Following up from this, I don't see how you could have a better lipid panel than this, which is a clip right off my Med record on Kaiser's website, results obtained yesterday:

Lipid panel

Total Cholesterol is really a bullshit number, because observe that I could get to an "ideal" <200 by making my HDL worse, like say 50. Triglycerides way low, just like you want, and HDLs stratospheric, also, just like you want. LDL is only 4 points off "above optimal" figure of <100.

The ratios are as follows:

  • Total/HDL = 2.1 (average is 4-6 and ideal is 2-3; I'm on the extreme end of ideal)
  • HDL/LDL = 1 (average is .3-.4 and ideal is above .4; again extreme end of ideal)
  • Triglyceride/HDL = .4 (optimal is <2, so again, extreme end of ideal)
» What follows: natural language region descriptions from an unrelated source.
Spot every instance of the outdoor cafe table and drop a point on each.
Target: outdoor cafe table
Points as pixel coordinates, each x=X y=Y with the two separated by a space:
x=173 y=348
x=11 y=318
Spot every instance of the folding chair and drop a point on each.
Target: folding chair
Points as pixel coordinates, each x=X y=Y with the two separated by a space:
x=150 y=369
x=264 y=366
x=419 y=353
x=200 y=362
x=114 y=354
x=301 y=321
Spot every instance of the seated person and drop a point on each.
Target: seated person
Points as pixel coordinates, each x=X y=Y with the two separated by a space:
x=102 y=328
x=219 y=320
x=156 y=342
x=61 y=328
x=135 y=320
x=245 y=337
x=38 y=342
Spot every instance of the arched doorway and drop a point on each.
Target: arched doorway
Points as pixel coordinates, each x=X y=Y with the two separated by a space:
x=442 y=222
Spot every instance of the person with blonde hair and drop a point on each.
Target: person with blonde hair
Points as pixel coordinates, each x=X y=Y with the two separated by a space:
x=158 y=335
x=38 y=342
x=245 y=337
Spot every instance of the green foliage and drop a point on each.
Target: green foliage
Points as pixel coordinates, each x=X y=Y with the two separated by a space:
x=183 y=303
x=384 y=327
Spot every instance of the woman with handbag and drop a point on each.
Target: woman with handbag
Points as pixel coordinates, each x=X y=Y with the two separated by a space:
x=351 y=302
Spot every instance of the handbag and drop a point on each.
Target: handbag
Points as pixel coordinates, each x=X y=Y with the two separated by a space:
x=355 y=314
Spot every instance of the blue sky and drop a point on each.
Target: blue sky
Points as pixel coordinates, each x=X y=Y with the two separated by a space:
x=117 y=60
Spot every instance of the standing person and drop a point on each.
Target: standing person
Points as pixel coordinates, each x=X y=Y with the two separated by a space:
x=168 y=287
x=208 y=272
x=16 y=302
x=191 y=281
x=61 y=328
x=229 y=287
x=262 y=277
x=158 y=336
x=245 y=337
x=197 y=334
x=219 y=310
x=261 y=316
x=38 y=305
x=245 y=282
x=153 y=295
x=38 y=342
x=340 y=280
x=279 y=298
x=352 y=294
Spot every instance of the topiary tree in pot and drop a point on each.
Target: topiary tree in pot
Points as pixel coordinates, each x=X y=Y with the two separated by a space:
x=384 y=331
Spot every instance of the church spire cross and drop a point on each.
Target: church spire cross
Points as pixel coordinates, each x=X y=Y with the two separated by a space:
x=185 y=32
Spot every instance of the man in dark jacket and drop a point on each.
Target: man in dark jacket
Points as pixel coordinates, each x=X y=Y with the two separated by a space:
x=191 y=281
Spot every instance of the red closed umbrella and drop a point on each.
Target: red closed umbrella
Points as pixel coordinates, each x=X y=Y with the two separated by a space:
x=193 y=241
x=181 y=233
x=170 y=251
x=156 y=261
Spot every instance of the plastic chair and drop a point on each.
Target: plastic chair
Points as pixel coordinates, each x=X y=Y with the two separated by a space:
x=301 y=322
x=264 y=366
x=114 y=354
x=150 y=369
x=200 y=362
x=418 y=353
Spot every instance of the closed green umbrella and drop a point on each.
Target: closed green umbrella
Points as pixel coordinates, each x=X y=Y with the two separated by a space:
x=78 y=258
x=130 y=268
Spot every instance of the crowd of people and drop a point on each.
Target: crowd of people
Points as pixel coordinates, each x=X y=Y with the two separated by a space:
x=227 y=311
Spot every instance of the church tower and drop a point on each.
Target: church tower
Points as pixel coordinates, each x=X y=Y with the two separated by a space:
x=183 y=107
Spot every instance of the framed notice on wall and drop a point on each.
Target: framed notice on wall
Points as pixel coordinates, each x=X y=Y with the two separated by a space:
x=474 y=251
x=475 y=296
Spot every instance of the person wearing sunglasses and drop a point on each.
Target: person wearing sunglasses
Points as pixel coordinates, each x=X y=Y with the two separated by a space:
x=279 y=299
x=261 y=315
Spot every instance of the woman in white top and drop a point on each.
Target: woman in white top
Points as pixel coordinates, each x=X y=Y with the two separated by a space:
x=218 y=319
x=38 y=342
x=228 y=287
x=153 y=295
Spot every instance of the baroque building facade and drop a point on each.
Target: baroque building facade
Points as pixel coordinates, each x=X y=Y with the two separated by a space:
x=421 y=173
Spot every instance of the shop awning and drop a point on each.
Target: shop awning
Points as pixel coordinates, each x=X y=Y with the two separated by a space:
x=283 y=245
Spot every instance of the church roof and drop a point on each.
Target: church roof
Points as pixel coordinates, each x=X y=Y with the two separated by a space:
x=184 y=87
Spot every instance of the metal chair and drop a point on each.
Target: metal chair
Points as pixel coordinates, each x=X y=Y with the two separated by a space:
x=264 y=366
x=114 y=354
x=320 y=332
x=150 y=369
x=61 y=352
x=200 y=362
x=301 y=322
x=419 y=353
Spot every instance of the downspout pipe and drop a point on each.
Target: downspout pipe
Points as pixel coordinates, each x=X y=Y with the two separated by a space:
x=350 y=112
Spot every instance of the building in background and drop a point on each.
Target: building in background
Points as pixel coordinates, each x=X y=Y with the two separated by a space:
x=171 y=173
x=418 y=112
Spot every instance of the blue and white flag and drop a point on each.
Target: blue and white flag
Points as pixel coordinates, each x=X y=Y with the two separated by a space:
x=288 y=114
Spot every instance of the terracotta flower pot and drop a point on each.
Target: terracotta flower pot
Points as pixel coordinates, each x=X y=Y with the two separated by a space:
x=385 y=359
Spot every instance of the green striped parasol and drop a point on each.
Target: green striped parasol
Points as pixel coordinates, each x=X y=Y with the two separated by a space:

While my fasting glucose seems high at 109, free insulin was only 6 (standard being 4-29, lower the better) and Glycohemoglobin (HGBA1C %) comes in at 4.8 (standard range 4.6 –  6 with the lower range being optimal). Glycohemoglobin is the percent of hemoglobin with sugar bound to it and doesn't change very rapidly over time, while a blood glucose test is sugar levels at that moment, so the HGBA1C % is a far more reliable method of checking whether you're borderline Type II.

All in all, not bad for being on such an unhealthy diet and eating things like this and this and this.
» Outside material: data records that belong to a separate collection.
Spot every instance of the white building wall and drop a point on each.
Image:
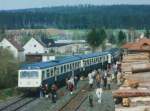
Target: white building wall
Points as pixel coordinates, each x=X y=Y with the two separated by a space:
x=6 y=44
x=33 y=46
x=21 y=56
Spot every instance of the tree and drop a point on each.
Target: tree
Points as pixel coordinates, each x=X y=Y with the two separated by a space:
x=121 y=38
x=2 y=33
x=95 y=38
x=112 y=39
x=147 y=34
x=8 y=69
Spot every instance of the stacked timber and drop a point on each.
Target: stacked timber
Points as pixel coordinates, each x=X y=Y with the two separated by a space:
x=131 y=93
x=144 y=67
x=136 y=70
x=136 y=57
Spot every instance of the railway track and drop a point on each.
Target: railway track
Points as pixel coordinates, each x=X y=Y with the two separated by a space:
x=76 y=101
x=18 y=104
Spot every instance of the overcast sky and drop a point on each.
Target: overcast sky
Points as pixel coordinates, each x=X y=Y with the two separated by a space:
x=21 y=4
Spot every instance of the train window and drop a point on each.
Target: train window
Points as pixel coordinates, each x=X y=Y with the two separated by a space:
x=73 y=65
x=94 y=60
x=52 y=72
x=47 y=73
x=62 y=69
x=70 y=67
x=79 y=64
x=100 y=59
x=29 y=74
x=76 y=65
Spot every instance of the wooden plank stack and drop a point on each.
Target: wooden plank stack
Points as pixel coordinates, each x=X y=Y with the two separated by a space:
x=136 y=71
x=133 y=62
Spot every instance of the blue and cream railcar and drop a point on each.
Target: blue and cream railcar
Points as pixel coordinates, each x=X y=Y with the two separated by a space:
x=65 y=68
x=33 y=75
x=94 y=61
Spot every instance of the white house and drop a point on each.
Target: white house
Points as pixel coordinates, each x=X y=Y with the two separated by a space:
x=33 y=46
x=14 y=47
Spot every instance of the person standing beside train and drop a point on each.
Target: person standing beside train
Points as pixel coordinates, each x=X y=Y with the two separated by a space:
x=90 y=80
x=54 y=89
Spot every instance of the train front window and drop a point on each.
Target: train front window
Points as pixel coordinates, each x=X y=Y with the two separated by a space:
x=29 y=74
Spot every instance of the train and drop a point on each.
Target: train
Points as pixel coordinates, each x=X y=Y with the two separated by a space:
x=36 y=74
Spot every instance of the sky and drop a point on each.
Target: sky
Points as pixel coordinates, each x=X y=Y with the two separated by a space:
x=22 y=4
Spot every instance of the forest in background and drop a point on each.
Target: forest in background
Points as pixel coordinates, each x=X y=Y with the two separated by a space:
x=78 y=17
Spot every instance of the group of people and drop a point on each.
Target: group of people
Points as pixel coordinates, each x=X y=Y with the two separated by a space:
x=104 y=79
x=98 y=79
x=71 y=83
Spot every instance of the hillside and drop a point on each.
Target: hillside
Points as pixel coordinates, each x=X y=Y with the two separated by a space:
x=78 y=17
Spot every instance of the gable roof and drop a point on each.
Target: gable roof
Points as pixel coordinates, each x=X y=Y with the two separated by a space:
x=137 y=45
x=45 y=42
x=15 y=43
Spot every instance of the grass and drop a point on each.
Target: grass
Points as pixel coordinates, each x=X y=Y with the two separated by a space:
x=8 y=93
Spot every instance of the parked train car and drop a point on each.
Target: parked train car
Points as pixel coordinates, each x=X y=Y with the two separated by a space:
x=33 y=75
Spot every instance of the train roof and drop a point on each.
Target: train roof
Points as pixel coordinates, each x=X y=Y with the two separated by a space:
x=42 y=65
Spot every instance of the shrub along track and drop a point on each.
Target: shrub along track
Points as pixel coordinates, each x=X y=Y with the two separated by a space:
x=76 y=101
x=18 y=104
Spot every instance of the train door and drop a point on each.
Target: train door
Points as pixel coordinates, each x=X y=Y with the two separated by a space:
x=56 y=72
x=43 y=74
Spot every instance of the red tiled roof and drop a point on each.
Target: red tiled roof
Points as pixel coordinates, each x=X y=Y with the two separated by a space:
x=15 y=44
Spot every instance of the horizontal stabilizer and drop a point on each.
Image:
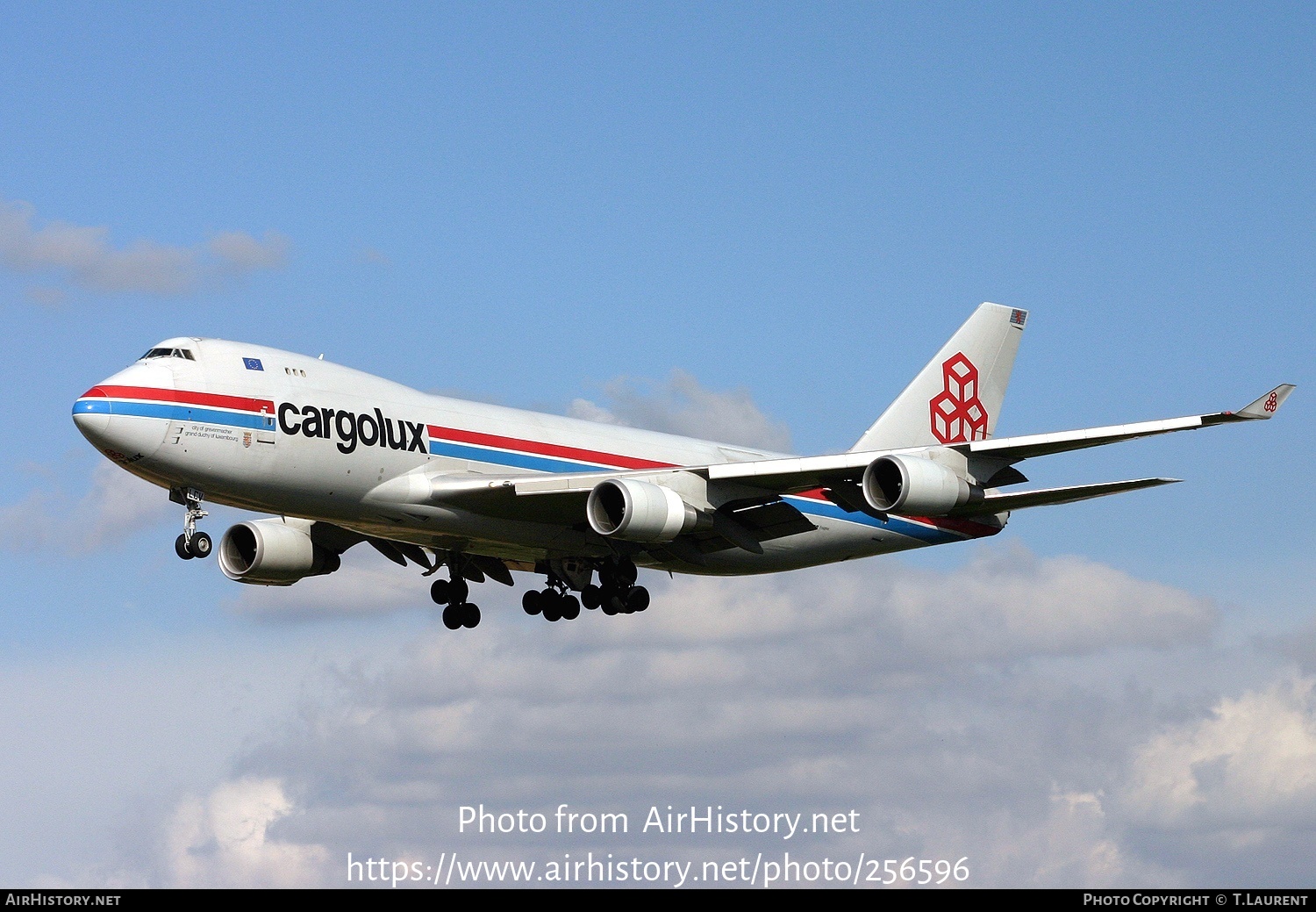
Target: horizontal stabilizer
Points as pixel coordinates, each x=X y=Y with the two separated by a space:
x=1000 y=503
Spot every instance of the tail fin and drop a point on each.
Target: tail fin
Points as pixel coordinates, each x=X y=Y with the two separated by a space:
x=957 y=397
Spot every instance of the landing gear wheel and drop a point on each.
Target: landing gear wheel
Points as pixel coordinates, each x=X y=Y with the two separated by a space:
x=458 y=590
x=470 y=616
x=570 y=607
x=531 y=601
x=552 y=604
x=200 y=545
x=453 y=617
x=613 y=604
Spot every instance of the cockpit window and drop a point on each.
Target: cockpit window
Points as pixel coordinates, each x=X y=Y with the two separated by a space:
x=168 y=353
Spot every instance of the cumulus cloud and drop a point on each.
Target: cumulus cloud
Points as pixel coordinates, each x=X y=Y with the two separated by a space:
x=118 y=504
x=1249 y=765
x=926 y=701
x=681 y=406
x=84 y=257
x=224 y=840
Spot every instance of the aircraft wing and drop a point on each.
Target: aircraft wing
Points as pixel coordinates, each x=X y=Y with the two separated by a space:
x=560 y=498
x=802 y=474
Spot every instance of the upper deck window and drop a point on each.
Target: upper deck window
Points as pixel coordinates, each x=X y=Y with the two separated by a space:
x=168 y=353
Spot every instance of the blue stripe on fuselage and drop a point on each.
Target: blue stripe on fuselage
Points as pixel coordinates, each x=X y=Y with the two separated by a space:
x=173 y=413
x=516 y=459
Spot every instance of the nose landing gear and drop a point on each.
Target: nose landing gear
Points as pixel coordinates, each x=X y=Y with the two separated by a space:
x=191 y=543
So, any of you low-fat-grain-eaters want to go up against those numbers?

Update 3/19/2009: Here's my latest lipid panel.

What You’re Up Against, Again

Everybody knows that "good cholesterol" is good, right? Well, actually, none of you probably know that. You've heard it reported, your doctor has told you so, and so you believe that "good cholesterol" is actually good. Pay attention, because that's not a trivial distinction and it has broad implications in all manner of knowledge.
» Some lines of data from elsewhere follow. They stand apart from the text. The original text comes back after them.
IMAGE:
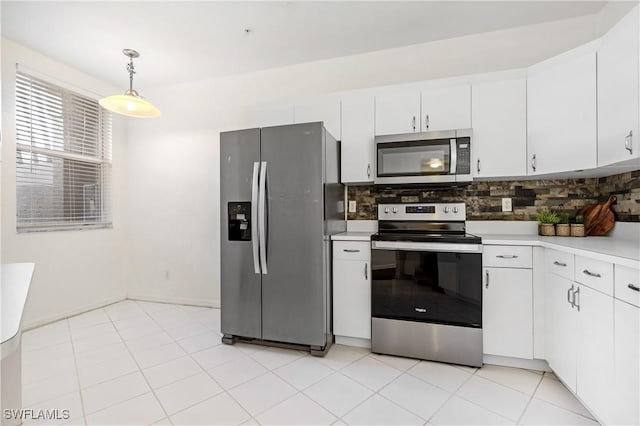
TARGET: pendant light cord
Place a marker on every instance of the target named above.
(131, 72)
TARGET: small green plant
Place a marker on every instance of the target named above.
(563, 218)
(548, 217)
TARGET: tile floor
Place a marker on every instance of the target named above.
(149, 363)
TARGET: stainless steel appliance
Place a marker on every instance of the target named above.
(428, 157)
(426, 288)
(280, 201)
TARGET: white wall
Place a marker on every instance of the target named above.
(173, 182)
(75, 270)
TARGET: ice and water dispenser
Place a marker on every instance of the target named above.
(239, 221)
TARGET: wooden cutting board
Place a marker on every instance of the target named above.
(599, 219)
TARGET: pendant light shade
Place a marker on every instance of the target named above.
(131, 103)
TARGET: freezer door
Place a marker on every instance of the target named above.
(294, 288)
(240, 285)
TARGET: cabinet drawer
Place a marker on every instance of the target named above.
(352, 250)
(627, 283)
(595, 273)
(507, 256)
(559, 263)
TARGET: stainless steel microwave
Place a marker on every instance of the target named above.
(428, 157)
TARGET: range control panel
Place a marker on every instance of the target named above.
(429, 212)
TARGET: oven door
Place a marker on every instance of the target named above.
(427, 282)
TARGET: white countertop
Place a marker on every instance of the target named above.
(15, 282)
(615, 250)
(353, 236)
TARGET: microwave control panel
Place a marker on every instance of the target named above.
(463, 166)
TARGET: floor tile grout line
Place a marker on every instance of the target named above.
(77, 371)
(530, 399)
(568, 409)
(141, 373)
(452, 394)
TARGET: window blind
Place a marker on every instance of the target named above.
(63, 158)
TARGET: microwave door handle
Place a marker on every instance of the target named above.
(453, 156)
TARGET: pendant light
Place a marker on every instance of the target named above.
(131, 103)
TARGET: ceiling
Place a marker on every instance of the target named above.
(188, 40)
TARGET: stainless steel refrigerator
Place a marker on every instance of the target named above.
(280, 202)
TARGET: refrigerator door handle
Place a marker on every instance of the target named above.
(254, 218)
(262, 216)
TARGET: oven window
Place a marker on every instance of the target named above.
(414, 158)
(442, 288)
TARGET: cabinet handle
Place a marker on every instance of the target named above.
(591, 274)
(569, 298)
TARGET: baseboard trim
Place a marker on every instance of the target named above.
(353, 341)
(175, 300)
(529, 364)
(72, 313)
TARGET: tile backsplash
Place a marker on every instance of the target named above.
(484, 199)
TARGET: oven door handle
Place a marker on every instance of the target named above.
(435, 247)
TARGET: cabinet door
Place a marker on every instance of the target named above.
(627, 367)
(397, 111)
(618, 92)
(499, 117)
(561, 110)
(357, 137)
(564, 330)
(270, 115)
(446, 108)
(325, 110)
(507, 312)
(595, 351)
(352, 298)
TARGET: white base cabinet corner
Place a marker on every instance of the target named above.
(352, 289)
(507, 301)
(507, 312)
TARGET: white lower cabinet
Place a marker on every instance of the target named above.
(352, 289)
(580, 322)
(626, 405)
(507, 312)
(626, 395)
(563, 329)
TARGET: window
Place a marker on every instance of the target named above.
(63, 158)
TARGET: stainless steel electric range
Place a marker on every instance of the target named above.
(426, 289)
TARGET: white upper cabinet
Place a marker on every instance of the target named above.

So, on the heals of my summary of the Cholesterol Con, there's this:

High Levels of "Good" Cholesterol May Be a Bad Thing

A Dutch research study suggests that high levels of "good" HDL cholesterol are
not so good – in fact, they may actually increase the risk of a cardiovascular

Peter, the UK veterinarian of Hyperlipid runs down the details (thought: could veterinarians in general be smarter than doctors for humans, having to deal with the biology and metabolism of multiple species, thus having a more generalized — indeed principled — approach to medicine?). I think he gets to the bottom line.

Are you seeing a pattern here? It all comes down to particle numbers,
sizes, contents. What controls all of these? Not statin deficiencies,
as in IDEAL.

Forget your cholesterol. What marker predicts heart attacks and total mortality without all of the paradoxes?

Follow EPIC and HbA1c
(yes, same that same EPIC study as this one) to get some sort of clue.
Control what you are doing wrong diet/lifestyle-wise to glycosylate
your haemoglobin and your liver will sort out whatever cholesterol
particles sizes/numbers it needs for health.

Be sure and follow that link in his quote, above. And here's another word of advice. It's a good idea to educate yourself on how to read these studies and understand them, or at least get a general idea. It takes a little time and effort, but it builds on itself, just like the more you learn of a language, the more you are equipped to learn even more, faster. The information is out there, and much of what I've been posting about is how this stuff gets misreported — or not reported at all — when it conflicts with the received public catechism. Ultimately, nobody is really going to care about your health. But you can, and the information is out there.

Politisizing Science

Here we go, again. Listen: I may have a blog up tomorrow about gene expression, featuring the mightiest mouse you've ever seen, but the point is that we can overcome our genetic evolution: only about 999 out of a thousand ways are going to be bad. We do it everyday.